Texas Rally Original Post

Hey -- we are heading out in the morning (WED) instead of Thursday as we planned-

I have to go and do some work stuff in Dallas on Thursday afternoon so i figure i would drag the trailer up a day early and get set up -- so that will make five days for us there total ...

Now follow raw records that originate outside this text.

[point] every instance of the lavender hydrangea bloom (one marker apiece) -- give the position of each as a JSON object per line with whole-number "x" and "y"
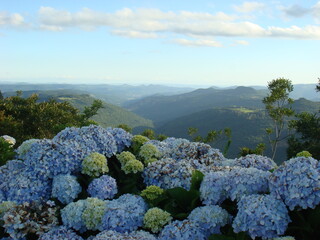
{"x": 168, "y": 173}
{"x": 72, "y": 215}
{"x": 124, "y": 214}
{"x": 65, "y": 188}
{"x": 181, "y": 230}
{"x": 246, "y": 181}
{"x": 261, "y": 216}
{"x": 210, "y": 218}
{"x": 104, "y": 187}
{"x": 257, "y": 161}
{"x": 60, "y": 233}
{"x": 213, "y": 188}
{"x": 89, "y": 139}
{"x": 114, "y": 235}
{"x": 123, "y": 139}
{"x": 297, "y": 182}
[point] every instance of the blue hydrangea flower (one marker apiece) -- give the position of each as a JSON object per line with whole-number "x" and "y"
{"x": 89, "y": 139}
{"x": 210, "y": 218}
{"x": 65, "y": 188}
{"x": 104, "y": 187}
{"x": 114, "y": 235}
{"x": 123, "y": 139}
{"x": 124, "y": 214}
{"x": 60, "y": 233}
{"x": 72, "y": 215}
{"x": 261, "y": 216}
{"x": 168, "y": 173}
{"x": 257, "y": 161}
{"x": 297, "y": 182}
{"x": 181, "y": 230}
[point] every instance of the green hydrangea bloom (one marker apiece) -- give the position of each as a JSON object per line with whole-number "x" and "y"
{"x": 92, "y": 215}
{"x": 132, "y": 166}
{"x": 148, "y": 151}
{"x": 4, "y": 207}
{"x": 138, "y": 141}
{"x": 304, "y": 154}
{"x": 125, "y": 157}
{"x": 155, "y": 219}
{"x": 94, "y": 165}
{"x": 152, "y": 192}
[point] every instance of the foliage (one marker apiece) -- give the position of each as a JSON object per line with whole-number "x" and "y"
{"x": 25, "y": 118}
{"x": 6, "y": 151}
{"x": 244, "y": 151}
{"x": 277, "y": 104}
{"x": 307, "y": 137}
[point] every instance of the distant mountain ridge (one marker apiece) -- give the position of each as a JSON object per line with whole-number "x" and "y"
{"x": 109, "y": 115}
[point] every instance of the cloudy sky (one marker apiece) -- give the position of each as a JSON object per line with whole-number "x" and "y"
{"x": 159, "y": 41}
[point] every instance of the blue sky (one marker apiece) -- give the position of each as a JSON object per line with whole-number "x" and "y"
{"x": 182, "y": 42}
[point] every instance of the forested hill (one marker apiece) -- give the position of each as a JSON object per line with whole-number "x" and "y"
{"x": 165, "y": 108}
{"x": 109, "y": 115}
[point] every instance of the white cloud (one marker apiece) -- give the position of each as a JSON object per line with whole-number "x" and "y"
{"x": 14, "y": 19}
{"x": 197, "y": 43}
{"x": 134, "y": 34}
{"x": 248, "y": 7}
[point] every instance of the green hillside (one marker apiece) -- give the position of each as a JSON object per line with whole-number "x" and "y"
{"x": 109, "y": 115}
{"x": 165, "y": 108}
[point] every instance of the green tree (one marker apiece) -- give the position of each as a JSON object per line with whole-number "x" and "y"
{"x": 278, "y": 105}
{"x": 25, "y": 118}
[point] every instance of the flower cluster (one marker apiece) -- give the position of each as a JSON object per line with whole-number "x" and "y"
{"x": 261, "y": 216}
{"x": 65, "y": 188}
{"x": 114, "y": 235}
{"x": 30, "y": 218}
{"x": 155, "y": 219}
{"x": 256, "y": 161}
{"x": 168, "y": 173}
{"x": 123, "y": 139}
{"x": 104, "y": 187}
{"x": 124, "y": 214}
{"x": 92, "y": 214}
{"x": 59, "y": 233}
{"x": 94, "y": 165}
{"x": 210, "y": 218}
{"x": 297, "y": 182}
{"x": 180, "y": 230}
{"x": 152, "y": 192}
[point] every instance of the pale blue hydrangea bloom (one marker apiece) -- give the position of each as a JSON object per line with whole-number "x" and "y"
{"x": 104, "y": 187}
{"x": 72, "y": 215}
{"x": 210, "y": 218}
{"x": 60, "y": 233}
{"x": 168, "y": 173}
{"x": 182, "y": 230}
{"x": 257, "y": 161}
{"x": 65, "y": 188}
{"x": 114, "y": 235}
{"x": 123, "y": 139}
{"x": 297, "y": 182}
{"x": 89, "y": 139}
{"x": 24, "y": 147}
{"x": 261, "y": 216}
{"x": 124, "y": 214}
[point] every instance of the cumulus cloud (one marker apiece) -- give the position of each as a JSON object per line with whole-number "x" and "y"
{"x": 14, "y": 19}
{"x": 248, "y": 7}
{"x": 197, "y": 43}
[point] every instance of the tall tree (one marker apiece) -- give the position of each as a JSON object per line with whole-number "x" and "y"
{"x": 278, "y": 105}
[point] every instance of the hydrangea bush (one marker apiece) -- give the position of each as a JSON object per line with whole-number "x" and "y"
{"x": 99, "y": 183}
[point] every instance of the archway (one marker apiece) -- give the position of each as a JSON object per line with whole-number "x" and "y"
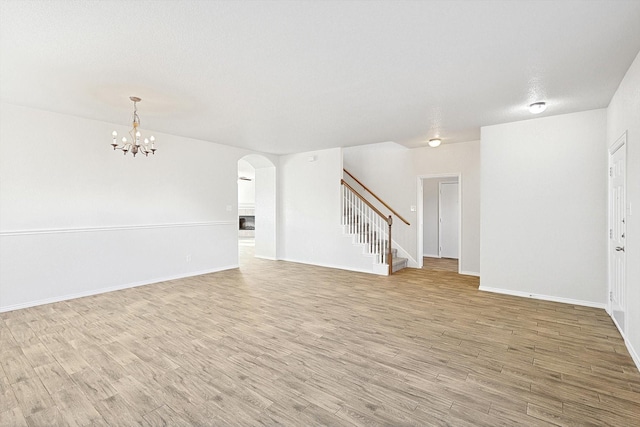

I think we are in slot 23 -- so if you are in 22 or 24 its not to late for you to move -- LOL









We will be heading out tomorrow morning about 0900 ... figure 4.5 hours to get there --

See the rest of you when you arrive...

Remember -- last one there brings the beer... LOL

Ghosty


----------



## mswalt (Sep 14, 2004)

We'll be there around noon on Friday. See you there.

Mark


----------



## GlenninTexas (Aug 11, 2004)

Consider taking the back road (281) upto Hico, cut over to 69 at Glen Rose then over to 35W. Beats the heck out of the I35 traffic.
Regards, Glenn


----------



## ROB & JUDY OUTBACKERS (Mar 9, 2007)

Judy and I will be there on Friday between 1:00 and 2:00. Cannot wait for this week to be over. See everyone Friday.

WE HAVE SITE 17

Robert


----------



## Ghosty (Jan 17, 2005)

Made it here safely ... two others already here ...

not much shade --

Rate was better then i thought it would be -- 27.80 total per day ...

make sure you bring "chigger" spray (Off with Deet is good -- allot of Chiggers here it seems) --

Pools are nice --

Camping World is only about 4 miles from here...


----------